= Strategic assumptions =

Foundation for strategic scenario planning process

Strategic assumptions are the assumptions that are held by decision-makers when building a strategic plan. All strategic plans should be built upon a grounded, validated and accepted set of strategic assumptions. Any strategic plan or decision is only as good as the strategic assumptions upon which it is based. Strategic assumptions surface and are usually identified when scenario planning is undertaken during a strategic planning process. The strategic assumptions surfacing and testing method (SAST) is one rigorous method of identifying strategic assumptions.

Like other types of assumptions, strategic assumptions are the assumptions held by decision-makers about different types of factors and drivers of change that have influenced their thinking, decision-making or planning. Strategic assumptions may be assumptions about events that happened in the past, what is currently happening or what may happen in the future.
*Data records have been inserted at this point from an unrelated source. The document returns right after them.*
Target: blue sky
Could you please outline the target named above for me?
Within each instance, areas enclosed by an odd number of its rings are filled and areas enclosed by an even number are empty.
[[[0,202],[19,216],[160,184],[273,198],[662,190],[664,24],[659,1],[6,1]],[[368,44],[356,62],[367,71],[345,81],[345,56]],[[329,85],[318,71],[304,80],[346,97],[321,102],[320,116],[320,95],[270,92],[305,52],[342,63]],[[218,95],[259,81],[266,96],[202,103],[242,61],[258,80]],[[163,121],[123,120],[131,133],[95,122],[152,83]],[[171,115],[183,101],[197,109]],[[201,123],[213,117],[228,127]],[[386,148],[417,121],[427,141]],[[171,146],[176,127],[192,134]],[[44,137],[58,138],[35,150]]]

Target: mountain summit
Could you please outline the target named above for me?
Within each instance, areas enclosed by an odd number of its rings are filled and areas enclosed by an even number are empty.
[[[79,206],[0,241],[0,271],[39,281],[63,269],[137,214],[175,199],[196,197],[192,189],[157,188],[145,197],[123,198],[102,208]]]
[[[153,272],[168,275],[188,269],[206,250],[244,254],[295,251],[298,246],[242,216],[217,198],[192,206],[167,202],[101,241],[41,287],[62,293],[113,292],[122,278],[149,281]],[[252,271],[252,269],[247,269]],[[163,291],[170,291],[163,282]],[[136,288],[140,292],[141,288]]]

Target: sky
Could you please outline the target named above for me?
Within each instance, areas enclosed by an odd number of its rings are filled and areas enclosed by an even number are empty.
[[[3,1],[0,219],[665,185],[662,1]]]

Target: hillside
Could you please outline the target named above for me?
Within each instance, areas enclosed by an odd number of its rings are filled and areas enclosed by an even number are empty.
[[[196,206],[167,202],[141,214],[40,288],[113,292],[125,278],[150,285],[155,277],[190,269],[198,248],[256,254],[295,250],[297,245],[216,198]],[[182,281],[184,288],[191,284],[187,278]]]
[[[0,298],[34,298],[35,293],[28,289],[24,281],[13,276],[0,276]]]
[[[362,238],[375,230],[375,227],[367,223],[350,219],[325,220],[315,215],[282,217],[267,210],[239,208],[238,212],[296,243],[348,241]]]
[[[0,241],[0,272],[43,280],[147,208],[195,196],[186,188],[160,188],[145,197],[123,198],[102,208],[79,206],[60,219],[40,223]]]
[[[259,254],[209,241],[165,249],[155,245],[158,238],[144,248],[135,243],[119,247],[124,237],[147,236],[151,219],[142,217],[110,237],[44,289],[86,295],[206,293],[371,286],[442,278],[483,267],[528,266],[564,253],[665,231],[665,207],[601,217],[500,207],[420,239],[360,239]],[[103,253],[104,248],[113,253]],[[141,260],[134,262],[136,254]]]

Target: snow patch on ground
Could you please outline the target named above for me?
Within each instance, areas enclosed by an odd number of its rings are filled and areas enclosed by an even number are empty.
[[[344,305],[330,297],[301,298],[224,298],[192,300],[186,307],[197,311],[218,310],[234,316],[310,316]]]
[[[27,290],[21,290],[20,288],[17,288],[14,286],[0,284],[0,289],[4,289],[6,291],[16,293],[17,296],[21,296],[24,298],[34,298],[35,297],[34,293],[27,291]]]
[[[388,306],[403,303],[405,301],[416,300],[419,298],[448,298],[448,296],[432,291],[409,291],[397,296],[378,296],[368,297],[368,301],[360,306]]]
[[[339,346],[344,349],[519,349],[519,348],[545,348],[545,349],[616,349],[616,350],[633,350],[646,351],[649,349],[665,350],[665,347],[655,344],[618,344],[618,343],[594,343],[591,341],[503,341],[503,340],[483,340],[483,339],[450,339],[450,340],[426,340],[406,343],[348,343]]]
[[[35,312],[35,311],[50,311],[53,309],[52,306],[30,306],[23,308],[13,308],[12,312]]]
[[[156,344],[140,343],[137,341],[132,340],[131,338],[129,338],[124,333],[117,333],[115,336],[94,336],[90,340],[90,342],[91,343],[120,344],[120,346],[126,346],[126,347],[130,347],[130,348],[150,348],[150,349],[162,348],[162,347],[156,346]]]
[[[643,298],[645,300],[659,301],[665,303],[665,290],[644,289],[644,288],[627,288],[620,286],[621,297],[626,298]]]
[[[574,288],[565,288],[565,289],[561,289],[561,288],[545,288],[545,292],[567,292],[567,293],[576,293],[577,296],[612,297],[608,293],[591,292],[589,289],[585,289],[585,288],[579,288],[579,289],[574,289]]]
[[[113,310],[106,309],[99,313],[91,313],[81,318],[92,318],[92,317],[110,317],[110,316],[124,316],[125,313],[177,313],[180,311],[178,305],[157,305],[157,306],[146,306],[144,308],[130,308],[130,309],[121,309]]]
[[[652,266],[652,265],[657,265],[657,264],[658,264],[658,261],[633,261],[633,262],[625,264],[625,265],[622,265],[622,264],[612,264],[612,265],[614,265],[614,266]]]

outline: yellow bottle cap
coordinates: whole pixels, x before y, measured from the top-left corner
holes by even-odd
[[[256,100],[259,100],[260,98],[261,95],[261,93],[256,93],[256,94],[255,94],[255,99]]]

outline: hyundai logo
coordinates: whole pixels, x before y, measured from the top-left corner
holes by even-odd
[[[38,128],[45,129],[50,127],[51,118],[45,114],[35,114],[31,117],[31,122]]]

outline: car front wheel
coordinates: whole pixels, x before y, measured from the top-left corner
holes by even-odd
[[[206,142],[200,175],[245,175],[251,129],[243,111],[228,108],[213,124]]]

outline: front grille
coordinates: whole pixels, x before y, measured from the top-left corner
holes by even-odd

There are nine categories of strategic assumptions. These nine types are the assumptions being made about:

1. macro-environmental forces (from a STEP or PEST analysis),
2. the market dynamics (e.g. from an analysis of the Porter's Five Forces model),
3. the needs of customers,
4. the expectations and behaviours of other stakeholders,
5. the availability and allocation of money,
6. the organization's internal processes,
7. the strengths and weaknesses of its assets,
8. its workforce, and
9. the "Background of Shared Obviousness", that is, the groupthink that exists within the organization around what the company is, what it is able to do and not able to do.

Strategic assumptions are the equivalent in strategic planning to financial assumptions when doing financial projections, economic assumptions when making economic forecasts and scientific assumptions when proposing new scientific models.